The capture buffer is 8 times the size of the sample window. This ratio is arbitrary, but I wanted the buffer to be about an order of magnitude larger. My rationale is that if the processing falls behind, the sound – for the Skype call – won't be dropped. I feel that it is more important to preserve sound quality for the other party than to preserve the quality of feedback.

The playback buffer is four times the sample window. I wanted it small, so that if the processing fell behind, the replaying of a sound will seem to be a continuation of a current sound.

When writing the sound to the playback buffer, we have to track where in the buffer to put the samples. I tried to use GetCurrentPosition() to find where to write to next into the playback buffer; this created terrible sound. Instead, the software uses a local variable to track where to write next.

DirectSound and Notifications

How do we keep in sync with the sound capture – how do we know when a sample buffer is ready?
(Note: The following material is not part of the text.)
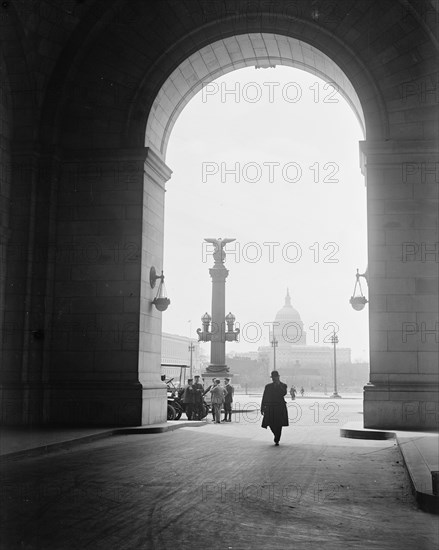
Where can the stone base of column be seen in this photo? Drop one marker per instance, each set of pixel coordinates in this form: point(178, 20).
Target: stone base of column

The application gives a table of buffer indices and WaitHandle's to DirectSound. When the capture buffer's write index reaches one of those indices, it signals the corresponding WaitHandle. The worker thread cycles performs a WaitOne() one each of the WaitHandle's, one at a time. As a convenience, we use a specific kind of WaitHandle called AutoResetEvent. This type of WaitHandle sets itself back to a “wait” state once WaitOne() returns.

If the thread has gotten behind, the WaitOne will return immediately, the loop processes the sample, and begins to catch up with the work.
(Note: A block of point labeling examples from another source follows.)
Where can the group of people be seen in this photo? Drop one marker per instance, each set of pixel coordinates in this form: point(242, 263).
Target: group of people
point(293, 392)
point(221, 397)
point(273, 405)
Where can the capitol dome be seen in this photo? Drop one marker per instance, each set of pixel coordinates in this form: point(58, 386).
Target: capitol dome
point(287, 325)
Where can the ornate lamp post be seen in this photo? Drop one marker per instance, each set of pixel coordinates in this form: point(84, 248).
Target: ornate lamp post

We must use a separate AutoResetEvent for each of the 8 capture windows. The AutoResetEvent doesn't tell us if it was signaled multiple times. If only one AutoResetEvent handle were used, it wouldn't know that two (or more) sample windows were ready. Instead, it would process just one, falling further behind, adding latency. This would happen randomly overtime, and be hard to test consistently.

IIR: Infinite Impulse Response Filters

This project came together so quickly, so easy – once I found the right approach – that I couldn't resist getting fancy. I added a low-pass filter to muffle the feedback a little. And I added automatic gain control, as an experimental option.
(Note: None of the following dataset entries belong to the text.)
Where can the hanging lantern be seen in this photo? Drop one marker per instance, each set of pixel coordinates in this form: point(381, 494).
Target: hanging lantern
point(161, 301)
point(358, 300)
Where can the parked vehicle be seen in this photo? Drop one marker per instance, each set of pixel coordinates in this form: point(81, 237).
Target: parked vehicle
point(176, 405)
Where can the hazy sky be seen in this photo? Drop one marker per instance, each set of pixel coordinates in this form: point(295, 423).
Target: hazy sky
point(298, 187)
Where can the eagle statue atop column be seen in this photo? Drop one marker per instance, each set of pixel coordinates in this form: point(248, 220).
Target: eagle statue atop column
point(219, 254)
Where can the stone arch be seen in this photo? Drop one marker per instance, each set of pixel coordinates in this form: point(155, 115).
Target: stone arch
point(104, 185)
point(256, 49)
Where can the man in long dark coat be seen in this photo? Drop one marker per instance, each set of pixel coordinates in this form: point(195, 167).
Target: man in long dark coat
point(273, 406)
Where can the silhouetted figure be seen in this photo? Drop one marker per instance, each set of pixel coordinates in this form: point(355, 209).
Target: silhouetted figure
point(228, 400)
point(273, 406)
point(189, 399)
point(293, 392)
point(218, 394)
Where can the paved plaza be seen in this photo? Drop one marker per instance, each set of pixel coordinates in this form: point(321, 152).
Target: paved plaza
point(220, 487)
For both of these I used a filtering algorithm called “IIR” (this stands for Infinite Impulse Response – but that term is a confusing mouthful, so let's just call it IIR). IIR is a special purpose virtual machine. Low-pass filters, high-pass filters, combinations of those filters, and even equalizers, can be specified, and use very specific techniques (like a compiler) to convert them into an IIR implementation.

(You could, instead, “compile” the filters to be the resistor values to use in a hardware circuit. That's programming in solder!)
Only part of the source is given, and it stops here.